DOSSIER: Olympia

   dossier l'opera 

Édouard Manet

OLYMPIA


Il tempo e il luogo

Realizzato pochi mesi dopo La colazione sull’erba, Olympia è inaspettatamente accettato al Salon del 1865, anche se viene esposto in una posizione defilata rispetto agli altri dipinti, nella speranza che venga notato il meno possibile. Il dipinto suscita comunque grande scalpore a causa della trattazione tanto esplicita del tema della prostituzione.

La descrizione e lo stile

Manet dipinge una donna seminuda, nel cui volto si riconoscono di nuovo i tratti della sua modella Victorine Meurent, sdraiata su un letto disfatto, mentre lancia uno sguardo seducente e malinconico allo spettatore. Sullo sfondo si affacciano due figure: una domestica di colore che le sta portando un mazzo di fiori, evidente dono di un ammiratore, e un gatto nero che, saltato impunemente sul letto, rizza il pelo come se qualcuno lo stesse minacciando. La presenza dell’animale accentua l’effetto di immediatezza della scena e da un punto di vista simbolico rappresenta un emblema di lussuria e tradimento.
La posa di Olympia è sprezzante, non solo per lo sguardo, ma soprattutto per la mano sinistra maliziosamente posta sul pube in un gesto di falso pudore.

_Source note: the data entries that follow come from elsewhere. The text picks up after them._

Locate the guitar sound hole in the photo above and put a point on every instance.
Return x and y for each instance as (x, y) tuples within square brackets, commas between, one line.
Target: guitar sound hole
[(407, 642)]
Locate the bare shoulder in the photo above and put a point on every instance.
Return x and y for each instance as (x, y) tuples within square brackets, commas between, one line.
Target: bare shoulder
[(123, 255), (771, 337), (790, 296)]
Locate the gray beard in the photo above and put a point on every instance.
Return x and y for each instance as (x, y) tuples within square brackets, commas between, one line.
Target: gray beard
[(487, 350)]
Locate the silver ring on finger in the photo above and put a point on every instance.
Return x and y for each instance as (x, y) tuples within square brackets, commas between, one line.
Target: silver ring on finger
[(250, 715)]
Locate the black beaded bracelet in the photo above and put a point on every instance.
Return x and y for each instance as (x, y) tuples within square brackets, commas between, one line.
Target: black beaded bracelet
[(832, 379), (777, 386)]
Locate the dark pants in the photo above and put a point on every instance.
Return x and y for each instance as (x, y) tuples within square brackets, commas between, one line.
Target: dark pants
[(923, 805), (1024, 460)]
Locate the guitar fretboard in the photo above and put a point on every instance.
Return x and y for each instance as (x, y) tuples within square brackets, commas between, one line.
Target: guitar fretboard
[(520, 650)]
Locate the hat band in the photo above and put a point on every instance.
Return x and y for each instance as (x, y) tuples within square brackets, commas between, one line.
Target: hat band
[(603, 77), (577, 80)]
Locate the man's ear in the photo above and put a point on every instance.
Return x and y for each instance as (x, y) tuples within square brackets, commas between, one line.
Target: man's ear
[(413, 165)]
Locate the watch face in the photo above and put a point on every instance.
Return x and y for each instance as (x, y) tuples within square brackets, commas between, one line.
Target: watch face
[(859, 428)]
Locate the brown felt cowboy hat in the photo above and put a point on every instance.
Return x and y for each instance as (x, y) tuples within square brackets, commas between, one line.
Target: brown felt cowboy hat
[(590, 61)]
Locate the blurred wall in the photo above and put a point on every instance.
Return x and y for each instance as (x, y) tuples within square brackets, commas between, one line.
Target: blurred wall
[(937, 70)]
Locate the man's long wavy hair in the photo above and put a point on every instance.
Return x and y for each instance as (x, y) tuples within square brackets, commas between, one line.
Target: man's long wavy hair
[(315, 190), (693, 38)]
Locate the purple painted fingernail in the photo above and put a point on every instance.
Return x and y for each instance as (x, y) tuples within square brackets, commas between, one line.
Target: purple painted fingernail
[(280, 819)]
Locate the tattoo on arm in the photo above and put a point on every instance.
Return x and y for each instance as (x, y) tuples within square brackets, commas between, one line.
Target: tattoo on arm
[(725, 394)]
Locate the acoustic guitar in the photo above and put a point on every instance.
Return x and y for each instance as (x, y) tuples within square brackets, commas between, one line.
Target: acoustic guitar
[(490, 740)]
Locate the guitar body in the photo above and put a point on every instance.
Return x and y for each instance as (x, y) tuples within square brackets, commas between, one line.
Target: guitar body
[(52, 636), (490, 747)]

Manet recupera la posa da alcune foto pornografiche che circolavano clandestinamente sul mercato parigino, nonché una gestualità proposta sovente nelle Veneri della tradizione pittorica del Cinquecento veneto. Non servono altri indizi per intuire che Manet sta ritraendo una prostituta, che non a caso porta il nome di Olympia, uno degli appellativi più diffusi tra le donne che svolgevano quella professione. Olympia indossa una sola pantofola, la sinistra, mentre il piede destro è scalzo in un gesto che sottolinea l’atteggiamento irriverente della seduttrice.
Nonostante gli espliciti rimandi ai grandi capolavori del passato, il dipinto fu duramente attaccato, sia dal punto di vista contenutistico – il soggetto fu ritenuto eccessivamente volgare – sia da quello tecnico, poiché si accusò Manet di non saper utilizzare il chiaroscuro nella resa volumetrica dei corpi. In realtà la tecnica di Manet è una scelta precisa e ponderata: la tattilità del corpo è resa attraverso il contrasto cromatico; anche il dettaglio del nastrino di velluto nero al collo fa ulteriormente risaltare il candore della carne.
La predominanza di un bianco abbagliante ne fa un dipinto di straordinaria luminosità. La modernità pittorica di Manet sta proprio nell’aver preferito la giustapposizione netta tra colori caldi e freddi, rispetto al classico passaggio chiaroscurale imposto dalla regola accademica. Ciò porta inevitabilmente a un appiattimento delle forme, che divengono sagome dai contorni ben definiti, trovando una naturale consonanza con le immagini degli artisti giapponesi in circolazione.

   dossier i confronti 

Il nudo femminile sdraiato è un soggetto ampiamente trattato nella storia dell’arte, dalla statuaria antica alla Paolina Borghese di Antonio Canova.
Manet sviluppa una carnalità della figura che affonda le radici nella tradizione delle Veneri del Cinquecento veneto, prima fra tutte la celebre Venere di Urbino che Tiziano Vecellio dipinge nel 1538 e che certamente è nota all’artista francese.
Con la dea tizianesca Olympia condivide la posa – inclusa la posizione della mano sinistra – il bracciale al polso destro e la scelta di un lenzuolo completamente bianco per accendere la luminosità del dipinto e far risaltare l’incarnato.


Manet rielabora anche le due versioni della Maya (Maya nuda e Maya vestita) di Francisco Goya (1800), trattenendo dallo spagnolo lo sguardo ammaliatore e il dettaglio della ciabattina che sottolinea il carattere intimo dell’ambientazione.